- Calculus, Volume 2: Multi-Variable Calculus and Linear Algebra with Applications to Differential Equations and Probability
- Tom M. Apostol
- Second Edition
- 1991
- 978-1-119-49676-2
1.8 Bases and dimension
Definition.$\quad$ A finite set $S$ of elements in a linear space $V$ is called a finite basis for $V$ if $S$ is independent and spans $V.$ The space $V$ is called finite dimensional if it has a finite basis, or if $V$ consists of $O$ alone. Otherwise, $V$ is called infinite dimensional.
$\text{Theorem 1.6.}\quad$ Let $V$ be a finite-dimensional linear space. Then every finite basis for $V$ has the same number of elements.
Proof.$\quad$ Suppose $S$ and $T$ are two finite bases for $V,$ with $k$ and $m$ elements respectively. We know from Theorem 1.5. that for an independent set $S$ of $k$ elements in $V,$ that any set of $k + 1$ elements in its linear span (that is, in $V$) is dependent. Thus, if $T$ is an independent set of elements in $V,$ then $m \leq k.$ Likewise, if $S$ is to be an independent set of elements in $V,$ then $k \leq m.$ Combining these two results, we find that $k = m.$
Definition.$\quad$ If a linear space $V$ has a basis of $n$ elements, the integer $n$ is called the dimension of $V.$ We write $n = \dim V.$ If $V = \{O\},$ we say $V$ has dimension $0.$
$\text{Theorem 1.7.}\quad$ Let $V$ be a finite-dimensional linear space with $\dim V = n.$ Then we have the following:
(a) Any set of independent elements in $V$ is a subset of some basis of $V.$
(b) Any set of $n$ independent elements is a basis for $V.$
Proof.$\quad$
(a) Let $S = \{x_1, ..., x_k\}$ be any independent set of elements in $V$ for some finite $k.$ If the span of $S$ is $V,$ then by definition, $S$ is a finite basis for $V.$ If not, we add to $S$ a new element $y,$ not in $L(S),$ yielding a new set $S' = \{x_1, ..., x_k, y\}.$ To show that $S'$ is independent, note that if we find $k + 1$ scalars $c_1, ..., c_{k+1},$ not all zero, such that
\begin{align*}
\sum_{i = 1}^{k}c_ix_i + c_{k+1}y &= O,
\end{align*}
this would imply that $y$ is in the span of $S,$ leading to a contradiction. Now, if $L(S') = V,$ then $S'$ is a finite basis for $V$ with $\dim V = k + 1.$ And with $S$ being a subset of $S',$ this would complete the proof.

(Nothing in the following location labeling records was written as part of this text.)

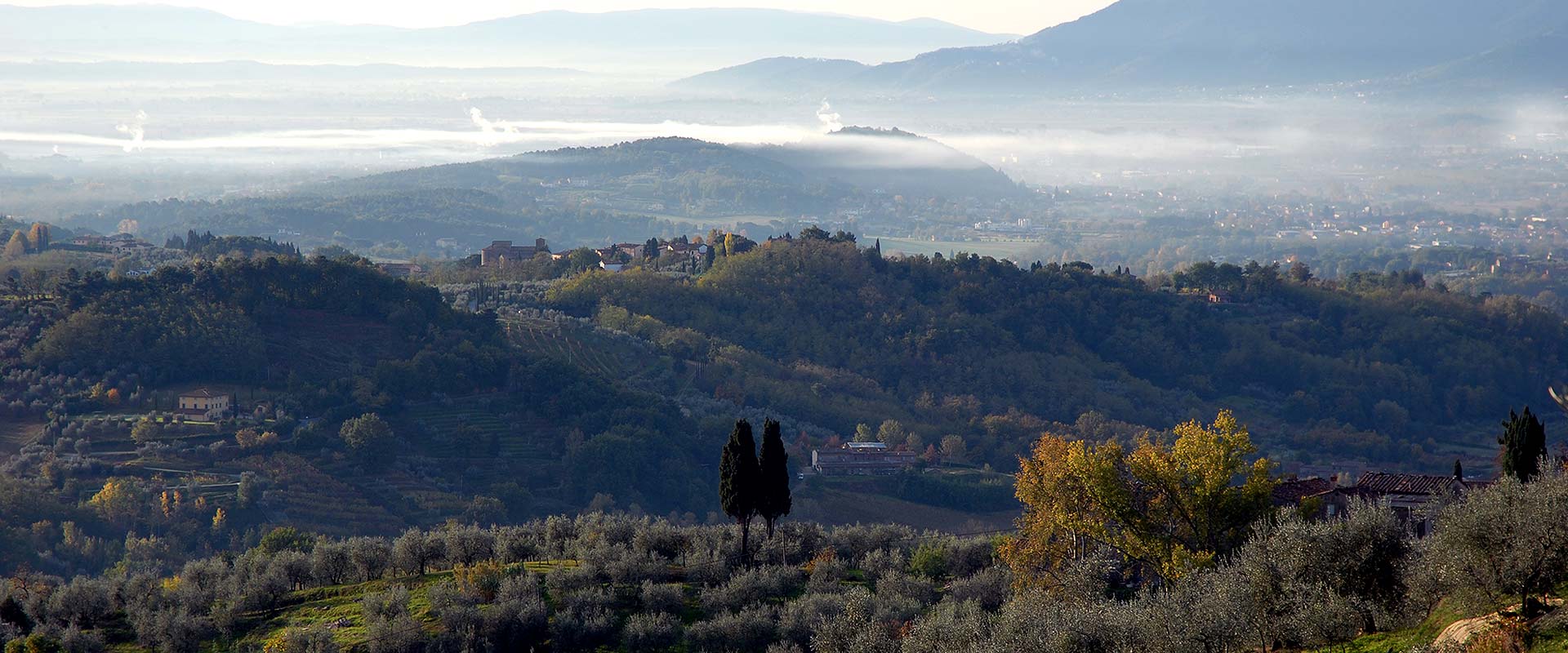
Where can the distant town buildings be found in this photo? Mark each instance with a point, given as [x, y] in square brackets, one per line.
[862, 460]
[502, 252]
[400, 269]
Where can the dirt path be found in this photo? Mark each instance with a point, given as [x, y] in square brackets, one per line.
[1460, 633]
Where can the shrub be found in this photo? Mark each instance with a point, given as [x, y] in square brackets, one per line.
[648, 633]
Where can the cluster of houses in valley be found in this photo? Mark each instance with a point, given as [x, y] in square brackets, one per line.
[119, 243]
[862, 460]
[615, 257]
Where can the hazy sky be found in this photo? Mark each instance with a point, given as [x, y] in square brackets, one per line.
[1000, 16]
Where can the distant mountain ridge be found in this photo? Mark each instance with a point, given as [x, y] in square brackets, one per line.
[784, 179]
[679, 41]
[1225, 42]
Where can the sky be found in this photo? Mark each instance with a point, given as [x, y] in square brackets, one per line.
[996, 16]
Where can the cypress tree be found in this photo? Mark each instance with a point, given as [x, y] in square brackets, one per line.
[1523, 445]
[775, 477]
[739, 481]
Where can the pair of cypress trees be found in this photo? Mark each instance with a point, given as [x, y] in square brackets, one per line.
[750, 484]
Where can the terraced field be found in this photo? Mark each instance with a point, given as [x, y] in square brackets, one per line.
[574, 344]
[15, 434]
[306, 495]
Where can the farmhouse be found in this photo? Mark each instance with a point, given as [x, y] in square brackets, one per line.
[1414, 499]
[502, 252]
[862, 458]
[204, 403]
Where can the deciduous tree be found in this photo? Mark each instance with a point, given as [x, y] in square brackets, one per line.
[1170, 508]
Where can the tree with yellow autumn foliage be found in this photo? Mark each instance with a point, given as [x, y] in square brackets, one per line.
[1167, 506]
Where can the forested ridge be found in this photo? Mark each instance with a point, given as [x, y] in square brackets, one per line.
[375, 406]
[1372, 371]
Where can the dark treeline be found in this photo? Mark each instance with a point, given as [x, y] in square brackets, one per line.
[644, 584]
[211, 247]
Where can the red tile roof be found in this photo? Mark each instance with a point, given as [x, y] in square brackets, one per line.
[1293, 492]
[1405, 484]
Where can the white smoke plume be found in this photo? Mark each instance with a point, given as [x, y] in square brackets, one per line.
[134, 129]
[490, 127]
[828, 118]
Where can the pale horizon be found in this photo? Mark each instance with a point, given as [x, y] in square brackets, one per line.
[993, 16]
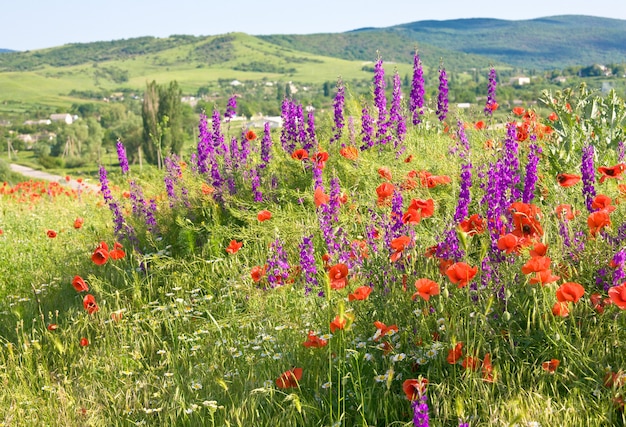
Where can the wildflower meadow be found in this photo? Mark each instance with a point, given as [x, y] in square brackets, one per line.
[393, 262]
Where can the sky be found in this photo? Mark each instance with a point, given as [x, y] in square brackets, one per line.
[36, 24]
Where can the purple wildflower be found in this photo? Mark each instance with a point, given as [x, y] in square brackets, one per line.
[307, 264]
[121, 155]
[491, 103]
[588, 176]
[367, 129]
[442, 97]
[416, 100]
[338, 104]
[420, 411]
[531, 173]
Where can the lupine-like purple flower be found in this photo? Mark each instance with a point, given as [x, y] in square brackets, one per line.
[277, 265]
[416, 100]
[338, 104]
[205, 145]
[462, 207]
[121, 228]
[307, 264]
[256, 185]
[121, 155]
[492, 103]
[231, 108]
[395, 115]
[618, 274]
[310, 142]
[442, 97]
[266, 146]
[367, 129]
[380, 101]
[420, 411]
[531, 173]
[588, 176]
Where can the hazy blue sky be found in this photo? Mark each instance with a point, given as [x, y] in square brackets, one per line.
[34, 24]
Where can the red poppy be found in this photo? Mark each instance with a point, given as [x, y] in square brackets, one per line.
[257, 273]
[611, 172]
[551, 365]
[473, 225]
[339, 322]
[300, 154]
[320, 158]
[567, 179]
[338, 274]
[385, 173]
[471, 363]
[560, 309]
[320, 198]
[414, 388]
[426, 288]
[361, 293]
[264, 215]
[383, 330]
[426, 208]
[79, 284]
[455, 354]
[618, 295]
[290, 378]
[544, 277]
[250, 135]
[564, 212]
[399, 244]
[89, 303]
[602, 202]
[233, 247]
[349, 152]
[313, 341]
[101, 254]
[207, 189]
[597, 221]
[384, 191]
[536, 264]
[487, 368]
[411, 216]
[570, 291]
[117, 252]
[461, 273]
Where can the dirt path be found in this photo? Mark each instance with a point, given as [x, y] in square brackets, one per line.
[36, 174]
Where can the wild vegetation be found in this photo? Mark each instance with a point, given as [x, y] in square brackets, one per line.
[392, 262]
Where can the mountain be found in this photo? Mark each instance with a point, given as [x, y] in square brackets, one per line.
[544, 43]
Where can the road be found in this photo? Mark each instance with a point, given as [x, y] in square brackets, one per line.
[36, 174]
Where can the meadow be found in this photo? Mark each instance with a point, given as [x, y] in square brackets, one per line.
[392, 263]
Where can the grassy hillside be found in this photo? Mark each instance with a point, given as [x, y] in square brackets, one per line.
[48, 77]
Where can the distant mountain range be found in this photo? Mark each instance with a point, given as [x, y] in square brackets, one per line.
[545, 43]
[542, 43]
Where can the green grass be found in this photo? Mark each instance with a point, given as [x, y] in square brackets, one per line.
[184, 335]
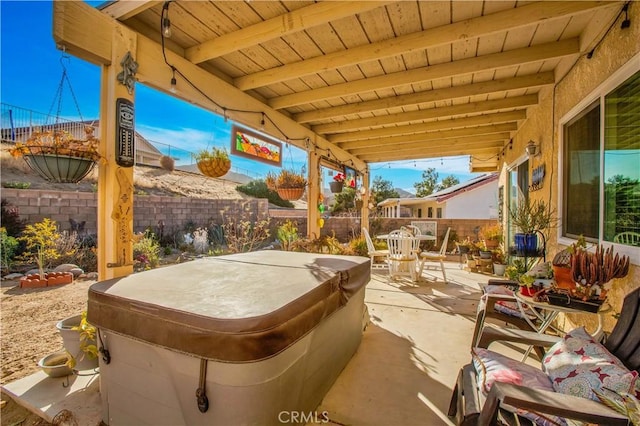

If not, we repeat the process with another element $z$ in $V,$ but not in the span of $S',$ giving us a new independent set of $k + 2$ elements $S'' = \{x_1, ..., x_k, y, z\}.$ If $L(S'') = V,$ then $S''$ is a finite basis for $V$ with $S$ being a subset of $S'',$ completing the proof. Otherwise, we repeat the process until the resulting independent set of elements spans $V.$
\begin{align*}
\end{align*}
Since $V$ is finite-dimensional, there must be a finite number of independent elements (namely, $n - k,$ where $k \leq n$) that can be adjoined to the set $S$ such that the resulting union spans $V,$ otherwise this would result in a contradiction. This completes the proof of (a).
(b) From the proof of part (a), we know that for any independent set of $k$ elements in $V,$ there must be a finite number of independent elements that can be adjoined to $S$ such that the resulting union spans $V.$ But from Theorem 1.6., we know that every basis for $V$ has the same number of elements. Thus, the resulting set of independent elements that spans $V$ must have exactly $n$ elements.